Tribune. 8 mars, jour où la femme se fête. Pourtant, fêter la femme dans un contexte qui lui est partiellement hostile revient à faire une fête de sa propre défaite. Loin d’être une victoire, en effet, de constater que les réussites que nous célébrons, dont le Code du statut personnel, fruit de la vision bourguibienne, sont celles des générations passées, que les plus grandes réalisations sont le fruit des combats de nos grands-mères et mères.

Droit à l’avortement, droit de vote, divorce par consentement mutuel… sont des acquis reçus en héritage. Ils étaient censés garantir à la femme tunisienne une place confortable et stable dans sa société. Mais la Tunisienne du XXIe siècle vit encore, dans bien des cas et dans certaines villes, son genre comme une menace, comme une discrimination au sein même de sa famille, avec la bénédiction de la loi.

Archaïsmes législatifs et sociaux

Nos prédécesseur(e) s ont lutté pour des lois, nous luttons pour des lois et contre un état d’esprit. Oui, nous sommes, nous, en train de mener un combat (encore un) contre l’obscurantisme, le machisme devenu sociétal et des inégalités en nombre.

En Tunisie, les femmes sont en confrontation quotidienne avec une législation anachronique, un mal profond qui s’ajoute au lot d’injustices normalisées. Le dossier en cours étant l’égalité dans l’héritage car, dans ce pays qui se reconstruit, l’inégalité (dans l’héritage) est défendue à coup de versets coraniques et d’accusations d’apostasie. Oui, on en est encore là !

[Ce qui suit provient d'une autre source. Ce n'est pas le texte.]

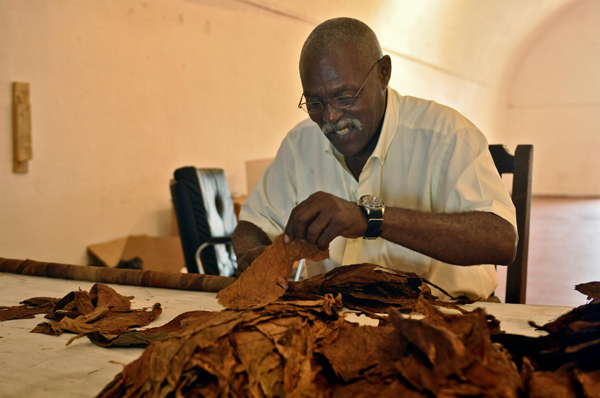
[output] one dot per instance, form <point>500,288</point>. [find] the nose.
<point>331,114</point>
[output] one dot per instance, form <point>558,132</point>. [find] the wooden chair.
<point>520,166</point>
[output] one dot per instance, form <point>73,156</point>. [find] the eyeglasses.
<point>341,102</point>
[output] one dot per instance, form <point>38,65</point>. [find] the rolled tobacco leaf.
<point>170,280</point>
<point>267,278</point>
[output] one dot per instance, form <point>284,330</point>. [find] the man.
<point>430,200</point>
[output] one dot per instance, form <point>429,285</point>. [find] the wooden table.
<point>35,365</point>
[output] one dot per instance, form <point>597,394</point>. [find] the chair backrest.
<point>520,166</point>
<point>204,210</point>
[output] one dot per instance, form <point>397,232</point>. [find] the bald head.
<point>331,35</point>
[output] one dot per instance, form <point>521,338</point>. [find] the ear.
<point>385,70</point>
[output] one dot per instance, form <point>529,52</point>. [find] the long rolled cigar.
<point>169,280</point>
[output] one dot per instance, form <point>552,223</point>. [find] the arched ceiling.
<point>471,39</point>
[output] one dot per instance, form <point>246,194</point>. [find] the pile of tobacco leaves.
<point>277,338</point>
<point>100,311</point>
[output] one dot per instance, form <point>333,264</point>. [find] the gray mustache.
<point>341,124</point>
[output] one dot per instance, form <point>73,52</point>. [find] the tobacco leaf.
<point>107,321</point>
<point>266,278</point>
<point>371,288</point>
<point>101,310</point>
<point>28,308</point>
<point>453,355</point>
<point>377,347</point>
<point>143,337</point>
<point>591,289</point>
<point>253,353</point>
<point>590,383</point>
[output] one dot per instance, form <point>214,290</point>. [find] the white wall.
<point>554,103</point>
<point>123,92</point>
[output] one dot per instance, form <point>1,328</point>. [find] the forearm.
<point>247,236</point>
<point>468,238</point>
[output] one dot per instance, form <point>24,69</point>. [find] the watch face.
<point>371,202</point>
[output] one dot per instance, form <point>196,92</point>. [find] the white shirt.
<point>429,157</point>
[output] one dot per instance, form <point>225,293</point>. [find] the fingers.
<point>248,258</point>
<point>306,221</point>
<point>319,219</point>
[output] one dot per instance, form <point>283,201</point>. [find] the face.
<point>352,131</point>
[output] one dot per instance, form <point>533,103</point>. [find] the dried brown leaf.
<point>590,289</point>
<point>266,279</point>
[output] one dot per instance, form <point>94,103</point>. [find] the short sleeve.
<point>468,179</point>
<point>271,201</point>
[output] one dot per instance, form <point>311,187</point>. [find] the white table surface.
<point>36,365</point>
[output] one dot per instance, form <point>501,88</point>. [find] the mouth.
<point>342,132</point>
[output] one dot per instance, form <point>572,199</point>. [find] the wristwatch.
<point>373,207</point>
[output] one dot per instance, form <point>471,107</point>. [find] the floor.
<point>564,250</point>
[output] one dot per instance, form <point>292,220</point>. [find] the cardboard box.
<point>157,253</point>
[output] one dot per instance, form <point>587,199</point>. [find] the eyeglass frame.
<point>323,104</point>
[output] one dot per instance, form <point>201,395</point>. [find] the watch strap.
<point>374,221</point>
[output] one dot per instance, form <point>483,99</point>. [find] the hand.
<point>323,217</point>
<point>248,258</point>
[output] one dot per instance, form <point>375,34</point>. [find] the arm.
<point>249,241</point>
<point>468,238</point>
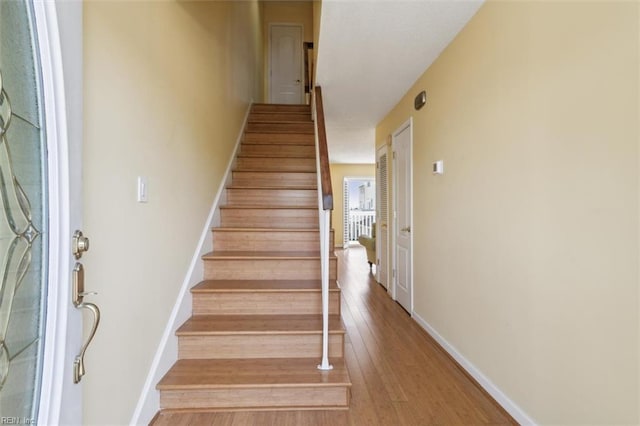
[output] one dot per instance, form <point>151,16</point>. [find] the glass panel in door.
<point>23,221</point>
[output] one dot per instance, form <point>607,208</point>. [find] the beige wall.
<point>338,173</point>
<point>526,249</point>
<point>167,85</point>
<point>285,12</point>
<point>317,15</point>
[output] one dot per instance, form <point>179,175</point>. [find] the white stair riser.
<point>272,197</point>
<point>263,303</point>
<point>308,151</point>
<point>267,240</point>
<point>274,179</point>
<point>269,218</point>
<point>304,128</point>
<point>270,117</point>
<point>266,269</point>
<point>279,138</point>
<point>276,164</point>
<point>271,108</point>
<point>259,346</point>
<point>276,396</point>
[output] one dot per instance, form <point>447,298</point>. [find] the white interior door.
<point>403,288</point>
<point>285,56</point>
<point>382,217</point>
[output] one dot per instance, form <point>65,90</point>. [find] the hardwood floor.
<point>400,375</point>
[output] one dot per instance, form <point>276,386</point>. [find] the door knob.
<point>79,244</point>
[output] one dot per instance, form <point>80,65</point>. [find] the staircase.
<point>254,339</point>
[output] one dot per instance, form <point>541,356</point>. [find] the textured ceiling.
<point>369,54</point>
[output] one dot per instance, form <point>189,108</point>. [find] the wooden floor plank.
<point>426,386</point>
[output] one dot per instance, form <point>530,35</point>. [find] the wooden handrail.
<point>325,172</point>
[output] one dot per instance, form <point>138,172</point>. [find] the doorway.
<point>402,142</point>
<point>382,214</point>
<point>359,214</point>
<point>286,64</point>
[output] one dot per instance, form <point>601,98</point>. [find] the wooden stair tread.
<point>263,286</point>
<point>238,229</point>
<point>252,373</point>
<point>258,206</point>
<point>275,188</point>
<point>278,121</point>
<point>275,155</point>
<point>264,255</point>
<point>258,324</point>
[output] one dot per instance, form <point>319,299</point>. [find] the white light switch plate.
<point>143,187</point>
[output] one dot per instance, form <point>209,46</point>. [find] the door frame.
<point>394,208</point>
<point>269,64</point>
<point>60,401</point>
<point>382,268</point>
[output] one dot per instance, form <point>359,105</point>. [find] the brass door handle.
<point>78,294</point>
<point>78,363</point>
<point>79,244</point>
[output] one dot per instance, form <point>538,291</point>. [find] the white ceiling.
<point>369,54</point>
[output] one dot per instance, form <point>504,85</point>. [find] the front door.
<point>403,291</point>
<point>285,58</point>
<point>40,330</point>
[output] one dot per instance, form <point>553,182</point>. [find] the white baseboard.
<point>167,352</point>
<point>516,412</point>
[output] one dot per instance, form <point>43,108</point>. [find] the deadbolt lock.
<point>79,244</point>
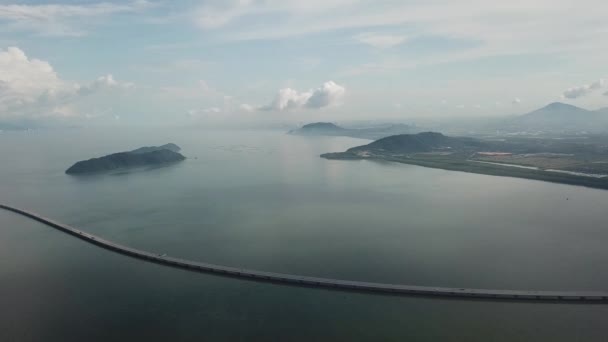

C’est bien au nom du Coran que le frère continue d’hériter le double de sa sœur en Tunisie. Une transposition des dispositions religieuses dans la législation qui dérange beaucoup. Et elles sont nombreuses à s’ériger contre cette règle de partage vécue comme une injustice. Une coalition nationale pour légalité dans l’héritage a même vu le jour et prévoit une marche ce samedi 10 mars. L’objectif est de soutenir une initiative proposée par le président de la République, Béji Caïd Essebsi, le 13 août 2017, à l’occasion de la célébration de la femme (encore une fois), qui appelait à l’autorisation de l’égalité dans l’héritage et du mariage des Tunisiennes à de non-musulmans.

Les enjeux actuels pour la femme tunisienne sont importants. La Tunisienne lutte contre les archaïsmes législatifs et sa lutte est d’autant plus rude que les archaïsmes sociaux persistent, que le machisme est enraciné, que les mentalités rétrogrades ont leurs arguments et que ceux-ci peuvent être exploités politiquement.

Nivellement par le bas

Nous en sommes encore, femmes du monde, toutes cultures confondues, abstraction faite de nos avancées respectives, dans des phases décisives, en lutte contre une réflexion galvaudée devenue norme, contre le sexisme, contre le harcèlement de rue, au travail, dans les transports. En attestent les #MeToo et les #Time’sUp : que l’on soit musulmane, chrétienne ou juive, française, américaine ou tunisienne, nous sommes unies par nos similarités dans les disparités !

Paradoxalement, cette fête de la femme gêne et ne fait pas qu’honorer. Pas seulement parce qu’il n’y a pas, dans le calendrier des fêtes, une occasion pour rendre la pareille à la gente masculine, ni parce que cela est gênant de voir fêter son appartenance, alors que c’est, pour elle, que le combat se poursuit. Cela est gênant de voir que l’on fait de son genre un événement marketing, un instrument de propagande politique, un sujet d’études, un objet de fonds. Alors que les bases acquises en matière de droit sont en péril et que le nivellement par le bas opère, alors qu’on normalise avec le sexisme et qu’on l’autorise à trouver sens dans le système judiciaire, il est dur de se laisser fêter, même une fois l’an.

Ceci nous rappelle que, dans « ségrégation positive », il y a « ségrégation » et que, pour être « positives », il faut sortir de la bulle, cesser le silence, hausser la voix, s’imposer et faire le changement.

Inès Oueslati est une journaliste tunisienne qui vit à Tunis.